4.1 Tale contestazione, integrata dalla specificazione degli atti simulati compiuti e delle modalità seguite dalla Y.R. e dalla società F.R. utilizzatrice e locataria dei fabbricati, ricalca fedelmente lo schema della fattispecie astratta enunciata nell’art. 11 del D. Lgs. 74/00, il quale prevede che “E’ punito con la reclusione da sei mesi a quattro chiunque, al fine di sottrarsi al pagamento di imposte sui redditi o sul valore aggiunto ovvero di interessi o sanzioni amministrative relativi a dette imposte di ammontare complessivo superiore ad euro cinquantamila, aliena simulatamente o compie altri atti fraudolenti sui propri o su alcuni beni ‘ idonei a rendere in tutto o in parte inefficace la procedura di riscossione coattiva.

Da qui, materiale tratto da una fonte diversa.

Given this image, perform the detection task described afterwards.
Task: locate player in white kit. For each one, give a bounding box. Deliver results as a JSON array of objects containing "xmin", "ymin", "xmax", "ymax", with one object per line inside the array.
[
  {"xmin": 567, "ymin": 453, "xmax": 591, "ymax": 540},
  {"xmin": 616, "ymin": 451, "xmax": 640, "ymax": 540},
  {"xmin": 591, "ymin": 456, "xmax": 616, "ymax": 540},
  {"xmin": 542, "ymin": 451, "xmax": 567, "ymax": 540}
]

Se l’ammontare delle imposte, sanzioni ed interessi è superiore ad euro duecentomila si applica la reclusione da un anno a sei anni”.

4.2 Secondo la tesi difensiva, il titolo del reato enunciato nel capo C) fa riferimento all’art. 11 del D. Lgs. 201/2011 (e non 2001 come indicato nel testo), intitolato “Emersione di base imponibile” il quale prevede al comma 1° che “Chiunque, a seguito delle richieste effettuate nell’esercizio dei poteri di cui agli articoli 32 e 33 del decreto del Presidente della Repubblica 29 settembre 1973, n. 600, e agli articoli 51 e 52 del decreto del Presidente della Repubblica 29 settembre 1972, n. 633, esibisce o trasmette atti o documenti falsi in tutto o in parte ovvero fornisce dati e notizie non rispondenti al vero e’ punito ai sensi dell’articolo 76 del decreto del Presidente della Repubblica 28 dicembre 2000, n. 445”.

4.3 Come è agevole rilevare dalla comparazione tra i due testi dianzi citati, la condotta in concreto contestata ai due indagati si riferisce esattamente al comma 1 dell’art. 11 del D. Lgs. 74/11 e la motivazione resa dal Tribunale è pienamente coerente con la contestazione indicante la condotta illecita, la quale, oltretutto, viene richiamata in ogni sua parte dal Tribunale sulla scorta delle risultanze emerse dagli accertamenti dell’Agenzia delle Entrate.

4.4 La tesi difensiva propugnata che fa leva su una diversità della decisione rispetto alla contestazione, non ha la minima ragion d’essere; così come appaiono del tutto fuori luogo le osservazioni formulate dalla difesa circa l’applicazione di una normativa intervenuta successivamente (2011) rispetto all’epoca dei fatti (2004).

4.5 Ancora una volta la decisione impugnata si fonda – per quel che riguarda i profili inerenti al reato di cui al capo C) nella sua corretta interpretazione – sulle inequivoche risultanze degli accertamenti condotti dall’Agenzia delle Entrate e sulla valutazione economica degli immobili ricompresi nell’operazione finanziaria posta in essere dai due indagati assolutamente corretta e rispondente ai canoni della economicità delle operazioni medesime che invece i due indagati hanno palesemente violato come evidenziato dal Tribunale.

5. In conclusione i due ricorsi vanno rigettati con le conseguenziali statuizioni in tema di spese.

P.Q.M.

Rigetta i ricorsi e condanna i ricorrenti al pagamento delle spese processuali.